Como as cartelas de texto no cinema silencioso, a trilha de som em À lombre de la canaille bleue (1985) existe paralelamente às narrativas estritamente visuais. Da mesma forma, quando lhe interessa, irrompe a desconjunção em que se insere para colar com as imagens. Diálogos ora são ignorados por ela e preenchidos pela música incessante, ora acabam por serem dublados (estando sempre descolados dos lábios dos personagens). São falas que se explicitam narrativamente, mas permanecem em um outro tempo, em uma outra linha de construção (onde o som direto não existe). Isso não significa que som e imagem estejam em guerra, está mais para um convulsivo desencontro onde tanto o que se vê quanto o que se ouve percorre uma trilha paralela de imprevisibilidades que acabam por formar, no processo do tempo de tela, um filme sísmico e barulhento.

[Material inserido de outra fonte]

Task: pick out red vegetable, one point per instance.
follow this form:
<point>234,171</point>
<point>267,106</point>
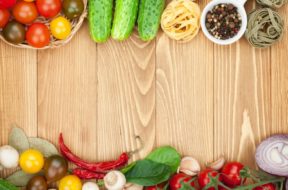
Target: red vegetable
<point>4,17</point>
<point>49,8</point>
<point>86,174</point>
<point>177,180</point>
<point>204,178</point>
<point>99,167</point>
<point>6,4</point>
<point>272,155</point>
<point>268,186</point>
<point>38,35</point>
<point>231,174</point>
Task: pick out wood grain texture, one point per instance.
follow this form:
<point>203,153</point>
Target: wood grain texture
<point>184,91</point>
<point>67,95</point>
<point>18,90</point>
<point>204,99</point>
<point>126,96</point>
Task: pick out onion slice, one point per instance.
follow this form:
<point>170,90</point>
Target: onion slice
<point>272,155</point>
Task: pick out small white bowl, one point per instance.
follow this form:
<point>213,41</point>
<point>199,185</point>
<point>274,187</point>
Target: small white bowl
<point>241,10</point>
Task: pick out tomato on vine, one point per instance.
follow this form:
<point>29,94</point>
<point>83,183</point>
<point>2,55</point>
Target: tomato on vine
<point>4,17</point>
<point>268,186</point>
<point>25,12</point>
<point>231,174</point>
<point>38,35</point>
<point>177,181</point>
<point>49,8</point>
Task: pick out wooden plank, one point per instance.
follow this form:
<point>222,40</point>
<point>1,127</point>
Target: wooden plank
<point>242,107</point>
<point>280,81</point>
<point>18,91</point>
<point>67,94</point>
<point>184,95</point>
<point>126,96</point>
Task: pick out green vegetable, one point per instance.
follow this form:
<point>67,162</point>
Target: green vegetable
<point>5,185</point>
<point>150,12</point>
<point>100,19</point>
<point>166,155</point>
<point>124,18</point>
<point>148,173</point>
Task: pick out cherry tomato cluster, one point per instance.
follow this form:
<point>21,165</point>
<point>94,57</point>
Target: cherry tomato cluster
<point>228,178</point>
<point>36,22</point>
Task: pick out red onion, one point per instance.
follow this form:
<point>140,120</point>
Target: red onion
<point>272,155</point>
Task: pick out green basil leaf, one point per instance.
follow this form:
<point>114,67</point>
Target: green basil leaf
<point>148,173</point>
<point>5,185</point>
<point>166,155</point>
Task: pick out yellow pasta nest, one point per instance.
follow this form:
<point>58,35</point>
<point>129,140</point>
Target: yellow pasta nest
<point>181,20</point>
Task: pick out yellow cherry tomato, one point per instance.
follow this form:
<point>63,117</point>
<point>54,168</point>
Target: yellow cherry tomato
<point>31,161</point>
<point>70,182</point>
<point>60,28</point>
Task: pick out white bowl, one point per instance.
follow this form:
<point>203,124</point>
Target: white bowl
<point>240,6</point>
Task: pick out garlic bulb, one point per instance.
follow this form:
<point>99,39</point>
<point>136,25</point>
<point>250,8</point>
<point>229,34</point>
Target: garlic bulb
<point>90,186</point>
<point>114,180</point>
<point>9,157</point>
<point>132,186</point>
<point>217,164</point>
<point>190,166</point>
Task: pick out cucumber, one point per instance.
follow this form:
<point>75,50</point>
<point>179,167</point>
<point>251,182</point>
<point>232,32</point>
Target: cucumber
<point>149,18</point>
<point>124,19</point>
<point>100,19</point>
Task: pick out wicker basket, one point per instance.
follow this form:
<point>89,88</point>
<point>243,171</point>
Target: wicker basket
<point>54,43</point>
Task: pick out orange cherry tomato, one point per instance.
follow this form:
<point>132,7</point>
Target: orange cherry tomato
<point>25,12</point>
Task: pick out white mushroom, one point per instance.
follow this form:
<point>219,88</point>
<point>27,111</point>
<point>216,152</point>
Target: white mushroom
<point>9,157</point>
<point>90,186</point>
<point>114,180</point>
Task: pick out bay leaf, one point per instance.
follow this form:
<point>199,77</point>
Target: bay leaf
<point>18,139</point>
<point>19,178</point>
<point>44,146</point>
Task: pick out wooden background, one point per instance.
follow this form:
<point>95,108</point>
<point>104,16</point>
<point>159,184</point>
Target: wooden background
<point>204,99</point>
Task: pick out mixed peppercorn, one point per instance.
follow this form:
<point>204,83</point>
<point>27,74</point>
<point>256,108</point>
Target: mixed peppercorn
<point>223,21</point>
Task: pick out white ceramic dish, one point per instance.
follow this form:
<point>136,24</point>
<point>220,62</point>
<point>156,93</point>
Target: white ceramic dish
<point>240,6</point>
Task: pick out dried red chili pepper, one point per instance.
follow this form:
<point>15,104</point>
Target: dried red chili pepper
<point>86,174</point>
<point>99,167</point>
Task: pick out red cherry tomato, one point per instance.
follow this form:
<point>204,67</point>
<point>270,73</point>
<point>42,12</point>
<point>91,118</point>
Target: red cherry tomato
<point>25,12</point>
<point>268,186</point>
<point>231,174</point>
<point>6,4</point>
<point>38,35</point>
<point>177,180</point>
<point>204,179</point>
<point>49,8</point>
<point>4,17</point>
<point>156,187</point>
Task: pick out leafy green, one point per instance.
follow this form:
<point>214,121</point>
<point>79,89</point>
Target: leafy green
<point>166,155</point>
<point>18,139</point>
<point>148,173</point>
<point>5,185</point>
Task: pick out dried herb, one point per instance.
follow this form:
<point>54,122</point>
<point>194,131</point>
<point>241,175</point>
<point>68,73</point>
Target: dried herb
<point>18,139</point>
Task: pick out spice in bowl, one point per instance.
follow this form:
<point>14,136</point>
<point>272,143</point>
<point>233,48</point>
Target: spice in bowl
<point>223,21</point>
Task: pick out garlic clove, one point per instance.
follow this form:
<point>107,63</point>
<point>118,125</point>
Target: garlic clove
<point>217,164</point>
<point>114,180</point>
<point>190,166</point>
<point>132,186</point>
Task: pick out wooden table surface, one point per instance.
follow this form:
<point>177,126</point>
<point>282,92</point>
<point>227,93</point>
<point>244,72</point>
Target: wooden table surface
<point>204,99</point>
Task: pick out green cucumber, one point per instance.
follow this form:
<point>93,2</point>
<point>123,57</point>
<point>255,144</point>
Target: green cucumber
<point>124,19</point>
<point>100,19</point>
<point>149,18</point>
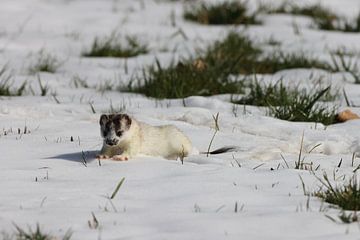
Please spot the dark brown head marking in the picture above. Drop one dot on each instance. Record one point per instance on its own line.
(103, 119)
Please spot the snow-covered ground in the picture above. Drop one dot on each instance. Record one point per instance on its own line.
(43, 176)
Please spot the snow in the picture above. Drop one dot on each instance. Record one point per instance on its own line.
(43, 176)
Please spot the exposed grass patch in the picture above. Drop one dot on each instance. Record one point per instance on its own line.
(45, 62)
(186, 78)
(112, 46)
(246, 57)
(291, 104)
(30, 234)
(228, 12)
(323, 18)
(209, 72)
(5, 84)
(346, 196)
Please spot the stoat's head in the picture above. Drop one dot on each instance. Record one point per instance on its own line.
(114, 128)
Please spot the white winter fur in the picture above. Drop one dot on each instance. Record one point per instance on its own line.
(166, 141)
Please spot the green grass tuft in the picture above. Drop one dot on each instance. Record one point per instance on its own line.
(346, 196)
(229, 12)
(186, 78)
(291, 104)
(30, 234)
(323, 18)
(245, 57)
(112, 47)
(5, 84)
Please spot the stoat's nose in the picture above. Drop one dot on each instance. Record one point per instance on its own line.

Pierre Clementi, realizador, ator, cinegrafista, saxofonista e incendiário, estabelece sua câmera Beaulieu como que em uma autoritária livre-associação de registros por Paris (aqui rebatizada de Necrocity), o que quer dizer que tudo pode ser filmado ao mesmo tempo em que se fixa sobre personagens teatrais e tramas futurísticas mirabolantes com a precisão de um furor narrativo. Não à toa, o personagem que interpreta em cena é o próprio canalha a quem o título se refere, uma espécie de autoridade máxima que trabalha para manter a cidade de Necrocity a mais caótica possível. Nessa trama, ininteligível em termos típicos, mas concentrada e linear para padrões vanguardistas, um grupo de personagens destrutivos (que vão de líderes de organizações criminosas até viciados proféticos) transita e persegue-se por entre espaços urbanos altamente ficcionalizados. São como as figuras que Lang aprisiona em Spione (1928), revestidas por couro e habituadas à correria, mas na estetização junkie de uma sociedade não mais estruturada pelos poderes, mas pelos desejos. 

O que os persegue é essa trilha de som incessante, pertinentemente ruidosa, que combina improvisações musicais pós-punk com a linha de narração declamada por Clementi, e alguns restos de diálogos dublados fora do tempo. Essa amálgama sonora derrete as imagens ao longo da projeção, desafia constantemente qualquer concepção diegética para evidenciar processos alternativos de realização decididos a não se conformarem, a irem por caminhos difusos que rumam para as combinações mais violentas. São instrumentos metálicos que se associam a guitarras em reverberação e sons indecifráveis, sobrepostos pelo ritmo das palavras de Clementi. 

As palavras, de um texto críptico que oferece grande parte do extracampo à encenação ficcionalizada, apontam para diversos signos policialescos e futurísticos que expandem o que discorre pela estrutura entorpecente do filme, sem nunca interromper o fluxo do indecifrável. Ou seja, a pronúncia de frases que determinam personagens por títulos – Seringue para uma viciada em heroína, ou Inspetor Bastão para um dos algozes – os posiciona nesse cosmo teatral de definições popularescas, ao mesmo tempo em que os mantém em uma abordagem de indefinições e incompreensões: um furor lírico fortificado por palavras declamadas em voz firme e imagens que as oferecem mutações caracterizadas. Enquanto narra as confusas ocorrências de um mundo inventado, a voz de Clementi é soturna e controlada, dedicando a cada frase o tempo de um verso transmutado para uma tirinha dominical aventuresca.

O que ocorre, portanto, é uma construção sonora decididamente narrativa, que se comporta esteticamente pela fruição de suas raízes ulteriores à imagem. Ao passo em que lhe permite remembrar os registros através de uma narração que lhes dê escopo, também o inconforma com caminhos para além do que se vê, ou então, que define as imagens mais do que elas próprias, por conferir todo o sentimento à encenação. Não por acaso, a rítmica musical do longa quase nunca se encaixa com a duração dos planos, elas não convergem temporalmente, pois o tempo da música está interessado em aglutinar-se com o ritmo das texturas e dos ruídos imagéticos que perpassam as imagens. Especialmente nas sequências internas e, mais ainda, nas internas dos apartamentos arruinados dos junkies distópicos, as texturas sonoras e imagéticas encontram um compasso raro nas andanças da obra. Nos caminhos noturnos pela cidade, é tarefa das luzes de bares e faróis aglutinar-se à melodia dos metais, gerando essa sensorialização espacial e ambiental que é, acima de tudo, narrativa.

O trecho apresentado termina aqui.